I used to write a diary. During my emotional teenage years, my diary became my closest confidante. Every time life became too overwhelming, I would retreat to the solitude of my bedroom and bury myself in writing. It was like bleeding onto a page. I confessed things to the pages of my diary that I never breathed to a living soul.
My hand-crafted confessions were significant not to the world but to me. They were the usual teenage afflictions: love, infatuation, conflict, fear, shame, mistakes, prayers, hopes, dreams and half-baked conclusions to arguments conducted with actual living people.
No-one ever saw my diary. It was not written for an audience. And yet I was honing my craft during those years. I was working out how to select from an infinite buffet of vocabulary a meal that would awaken the senses and satisfy the soul.
This experience of writing from raw emotion taught me a valuable lesson in writing: it is much easier to write when you have something to say. I never had a problem writing my adolescent angst-fueled dramas in my diary because they were always on my mind, in my heart, straining to be released from their imprisonment. Writing was the universal key to freeing my inner turmoil.
I did not keep a diary forever. I began experimenting with the fusion of the written word with musical motifs. The first song I ever wrote was completed in secret and it will never see the light of day. Seriously, it was terrible. But I kept writing songs because I loved music. Now I “bleed” onto the piano. Writing music is easy. (Writing good music is much harder.)
My writing has now progressed to completing my first non-fiction work in Surviving Singledom. It is a book that was easy to write – not quick, mind you, but easy. I was driven to reach out to those Christians frustrated or marginalised by their singleness. I am also driven by my own experiences of singledom and in this I have plenty to say.

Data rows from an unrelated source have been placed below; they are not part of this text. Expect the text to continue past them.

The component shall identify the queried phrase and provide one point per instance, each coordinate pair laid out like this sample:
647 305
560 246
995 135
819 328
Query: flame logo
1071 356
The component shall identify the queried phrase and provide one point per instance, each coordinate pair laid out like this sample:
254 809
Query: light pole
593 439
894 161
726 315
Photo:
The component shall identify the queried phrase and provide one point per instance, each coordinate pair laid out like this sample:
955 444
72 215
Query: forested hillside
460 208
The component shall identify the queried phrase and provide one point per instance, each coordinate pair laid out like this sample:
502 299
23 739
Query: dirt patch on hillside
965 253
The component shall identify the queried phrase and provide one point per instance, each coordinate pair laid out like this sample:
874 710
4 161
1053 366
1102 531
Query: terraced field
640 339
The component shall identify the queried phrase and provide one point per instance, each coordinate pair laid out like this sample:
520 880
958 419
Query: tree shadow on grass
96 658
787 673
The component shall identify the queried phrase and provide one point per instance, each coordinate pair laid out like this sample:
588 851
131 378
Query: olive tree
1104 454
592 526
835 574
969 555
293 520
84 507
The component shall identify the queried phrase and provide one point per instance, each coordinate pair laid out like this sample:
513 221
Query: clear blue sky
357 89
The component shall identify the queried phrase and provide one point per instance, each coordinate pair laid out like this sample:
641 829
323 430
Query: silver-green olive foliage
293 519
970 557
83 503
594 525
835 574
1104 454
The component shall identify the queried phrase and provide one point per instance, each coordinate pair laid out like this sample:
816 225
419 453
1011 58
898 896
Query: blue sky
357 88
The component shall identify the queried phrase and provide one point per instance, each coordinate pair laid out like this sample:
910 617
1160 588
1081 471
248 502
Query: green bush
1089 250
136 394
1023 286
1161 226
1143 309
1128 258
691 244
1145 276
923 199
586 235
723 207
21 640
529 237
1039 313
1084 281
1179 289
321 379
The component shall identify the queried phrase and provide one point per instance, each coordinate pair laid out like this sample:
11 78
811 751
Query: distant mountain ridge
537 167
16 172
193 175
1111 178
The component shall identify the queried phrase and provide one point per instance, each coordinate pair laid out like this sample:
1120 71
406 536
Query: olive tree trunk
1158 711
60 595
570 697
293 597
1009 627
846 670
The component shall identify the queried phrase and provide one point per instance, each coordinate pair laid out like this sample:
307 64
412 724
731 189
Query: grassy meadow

Interestingly, it was not the many years of writing practice that made the writing of this book so effortless. Nor was it any research trips or even the presence of good ideas that kept writer’s block at bay.
The simple fact that I was passionate about this topic made the book a breeze to write. Every time I sat down to work on a chapter, I would lose myself in the drive to get my message down before I forgot it. I typed in a fury of fear that I might never get to say everything I wanted to say to my audience.
Sometimes while writing I would disappear from this world for hours. I would come to the end of a chapter, look at the time, and go, “Wow! No wonder I’m hungry.” I don’t remember ever feeling stuck, staring at a blank page, willing the words to come. It was easy because I was, and still am, passionate about Christian singles having support and feeling connected in the midst of their singleness.
Red Smith’s reference to “opening a vein” for me speaks about the necessity for every writer to be prepared to “bleed” into their writing. We must write not only what we know but what we cannot leave unsaid, those things about which we are most passionate. If we allow our true selves to appear on the page before us, we will find that we always have plenty to say.